A new trend in the business and finance space, Robo advisors, or Robo advisers are low-cost digital platforms or chatbots providing automated, algorithm-driven financial planning services requiring little or no human supervision. Examples include Betterment, Wealthfront, and Nutmeg. A typical Robo advisor collects client information and future goals through an automated online survey form and then uses the data to offer investment advice and portfolio management services to clients.
Robo advisers are efficient, low-cost alternatives relying on critically acclaimed investment models and targeting first-time business people and investors. However, they still lack the crucial human element and a 100% personalised experience, unlike their human counterparts.

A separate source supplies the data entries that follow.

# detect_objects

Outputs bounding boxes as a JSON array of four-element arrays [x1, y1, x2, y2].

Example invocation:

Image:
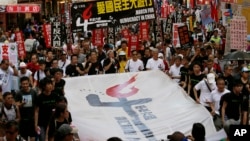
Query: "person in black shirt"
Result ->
[[180, 56, 190, 91], [45, 50, 54, 69], [34, 77, 59, 141], [103, 50, 120, 74], [190, 47, 205, 66], [85, 51, 103, 75], [65, 55, 85, 77], [15, 76, 37, 141], [51, 68, 65, 96], [188, 62, 204, 100], [97, 45, 106, 63], [220, 81, 248, 134], [219, 64, 234, 91], [141, 48, 151, 71]]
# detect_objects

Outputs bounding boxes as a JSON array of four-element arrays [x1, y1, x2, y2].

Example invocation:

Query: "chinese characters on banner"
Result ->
[[230, 16, 248, 50], [178, 25, 191, 48], [172, 23, 184, 47], [52, 21, 62, 47], [92, 29, 104, 46], [43, 24, 52, 48], [0, 43, 18, 67], [121, 28, 130, 43], [15, 31, 26, 59], [128, 35, 139, 56], [71, 0, 155, 36], [140, 21, 149, 40]]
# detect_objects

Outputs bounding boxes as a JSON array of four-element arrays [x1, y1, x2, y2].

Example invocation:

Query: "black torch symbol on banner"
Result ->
[[86, 75, 156, 140]]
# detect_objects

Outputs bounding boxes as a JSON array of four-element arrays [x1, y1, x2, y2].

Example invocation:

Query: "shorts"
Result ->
[[19, 119, 37, 138]]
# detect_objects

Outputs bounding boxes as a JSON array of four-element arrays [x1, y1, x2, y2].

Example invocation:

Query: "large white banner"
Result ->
[[65, 71, 216, 141], [0, 43, 18, 67]]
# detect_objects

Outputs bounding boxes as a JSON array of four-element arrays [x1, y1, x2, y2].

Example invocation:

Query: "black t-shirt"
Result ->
[[98, 52, 106, 63], [180, 66, 189, 82], [191, 55, 205, 65], [220, 93, 243, 120], [45, 59, 53, 68], [48, 118, 70, 137], [37, 53, 45, 61], [85, 61, 103, 75], [219, 74, 234, 92], [65, 63, 84, 77], [53, 79, 65, 96], [142, 56, 150, 71], [15, 89, 37, 121], [36, 92, 59, 127], [103, 58, 120, 74]]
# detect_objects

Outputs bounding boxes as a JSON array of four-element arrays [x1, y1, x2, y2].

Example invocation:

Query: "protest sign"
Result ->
[[178, 25, 191, 48], [51, 20, 62, 47], [140, 21, 149, 40], [0, 43, 18, 67], [128, 34, 139, 56], [172, 23, 184, 47], [43, 23, 52, 48], [92, 29, 104, 46], [221, 9, 232, 26], [15, 31, 26, 59], [200, 7, 214, 25]]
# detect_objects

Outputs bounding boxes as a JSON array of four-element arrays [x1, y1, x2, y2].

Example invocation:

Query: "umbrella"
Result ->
[[223, 51, 250, 61]]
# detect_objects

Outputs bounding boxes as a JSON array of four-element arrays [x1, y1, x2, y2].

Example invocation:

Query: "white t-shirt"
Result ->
[[169, 64, 183, 83], [146, 58, 165, 70], [0, 67, 14, 93], [18, 69, 32, 78], [211, 88, 230, 115], [125, 59, 144, 72], [195, 79, 217, 107], [58, 59, 71, 76], [34, 70, 46, 81]]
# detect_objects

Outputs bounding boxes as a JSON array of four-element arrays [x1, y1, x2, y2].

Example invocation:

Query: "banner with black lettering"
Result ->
[[71, 0, 155, 34], [51, 20, 62, 47], [65, 71, 217, 141]]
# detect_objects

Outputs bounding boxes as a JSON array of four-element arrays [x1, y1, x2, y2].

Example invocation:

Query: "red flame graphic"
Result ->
[[82, 4, 93, 20], [106, 74, 139, 98]]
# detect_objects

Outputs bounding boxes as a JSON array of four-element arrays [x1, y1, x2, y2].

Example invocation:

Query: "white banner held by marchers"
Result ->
[[64, 71, 216, 141]]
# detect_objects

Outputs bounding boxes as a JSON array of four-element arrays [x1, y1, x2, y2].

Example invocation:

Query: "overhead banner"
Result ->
[[64, 71, 216, 141], [178, 25, 191, 48], [51, 20, 62, 47], [230, 16, 248, 50], [71, 0, 155, 33], [0, 43, 18, 67]]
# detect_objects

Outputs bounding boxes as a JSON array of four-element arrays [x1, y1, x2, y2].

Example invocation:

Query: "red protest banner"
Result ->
[[1, 44, 9, 60], [128, 34, 139, 56], [121, 29, 130, 43], [43, 24, 52, 48], [15, 31, 26, 59], [140, 21, 149, 41], [161, 4, 170, 18], [92, 29, 104, 46]]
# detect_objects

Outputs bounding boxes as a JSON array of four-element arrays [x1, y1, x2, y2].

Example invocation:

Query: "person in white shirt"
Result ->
[[146, 48, 165, 71], [0, 60, 18, 94], [18, 62, 33, 87], [33, 60, 46, 89], [169, 56, 183, 83], [194, 73, 217, 111], [125, 50, 144, 72], [210, 78, 230, 130], [58, 52, 70, 77]]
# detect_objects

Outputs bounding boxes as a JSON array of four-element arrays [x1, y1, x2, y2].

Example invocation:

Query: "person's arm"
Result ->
[[187, 76, 191, 95], [210, 102, 216, 116], [15, 106, 21, 123], [125, 60, 129, 72], [103, 59, 113, 71], [221, 101, 228, 125], [33, 71, 38, 88], [76, 64, 85, 75], [9, 63, 18, 76], [29, 74, 34, 87], [84, 62, 92, 74], [34, 106, 40, 134], [193, 87, 200, 104]]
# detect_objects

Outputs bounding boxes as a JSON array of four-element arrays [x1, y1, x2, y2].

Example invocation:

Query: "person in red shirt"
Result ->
[[27, 54, 40, 77]]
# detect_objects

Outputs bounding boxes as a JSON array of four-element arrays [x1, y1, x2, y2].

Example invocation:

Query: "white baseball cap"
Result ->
[[19, 62, 27, 68], [207, 73, 215, 84]]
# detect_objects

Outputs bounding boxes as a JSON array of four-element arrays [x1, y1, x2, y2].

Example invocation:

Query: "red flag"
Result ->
[[92, 29, 104, 46], [121, 29, 130, 43], [1, 44, 9, 60], [211, 0, 218, 22], [140, 21, 149, 41], [15, 31, 26, 59], [43, 24, 52, 48]]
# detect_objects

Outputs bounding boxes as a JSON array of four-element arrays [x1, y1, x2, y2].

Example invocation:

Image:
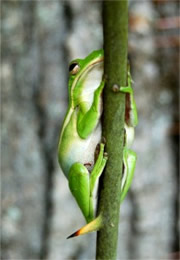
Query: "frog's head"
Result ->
[[68, 49, 104, 107]]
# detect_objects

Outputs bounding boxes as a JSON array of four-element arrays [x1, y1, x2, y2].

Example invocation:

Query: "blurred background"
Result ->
[[1, 0, 179, 259]]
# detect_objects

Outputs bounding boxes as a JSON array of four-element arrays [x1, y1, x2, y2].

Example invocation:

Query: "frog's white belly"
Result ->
[[64, 123, 102, 176], [58, 60, 103, 177]]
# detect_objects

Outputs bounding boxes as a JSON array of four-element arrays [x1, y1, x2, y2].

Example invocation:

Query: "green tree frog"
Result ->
[[58, 50, 138, 235]]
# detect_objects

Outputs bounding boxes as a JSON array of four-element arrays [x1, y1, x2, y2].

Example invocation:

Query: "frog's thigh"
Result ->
[[68, 162, 90, 220], [120, 148, 137, 203]]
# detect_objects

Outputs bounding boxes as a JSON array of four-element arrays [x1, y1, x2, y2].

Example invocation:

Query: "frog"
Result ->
[[57, 50, 138, 236]]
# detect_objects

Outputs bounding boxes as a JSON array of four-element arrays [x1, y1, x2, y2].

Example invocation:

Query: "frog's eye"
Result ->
[[69, 62, 80, 75]]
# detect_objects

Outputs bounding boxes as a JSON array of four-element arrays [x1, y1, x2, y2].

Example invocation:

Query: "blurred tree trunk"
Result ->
[[2, 1, 67, 259]]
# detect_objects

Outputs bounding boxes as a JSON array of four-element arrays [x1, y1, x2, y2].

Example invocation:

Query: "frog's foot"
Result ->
[[120, 148, 137, 203]]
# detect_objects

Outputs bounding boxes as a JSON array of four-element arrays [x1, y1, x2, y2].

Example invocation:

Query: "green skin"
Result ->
[[58, 50, 138, 223]]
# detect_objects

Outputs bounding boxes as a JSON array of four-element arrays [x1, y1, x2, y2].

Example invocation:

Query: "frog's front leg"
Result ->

Thus, financial advisers can communicate, educate, coach, and offer their clients dynamic customised advice on financial and fund management, liability mitigation strategies, and wealth acquisition.
Conclusion
To compete, every organisation has to venture into newer business paradigms dictated by the new normal and a rapidly transforming business environment. When it comes to business entrepreneurs, financial advisers will always help them in the future, expertly navigating their ship through uncharted territory and troubled waters, and allowing the owners complete freedom to focus on other core business issues.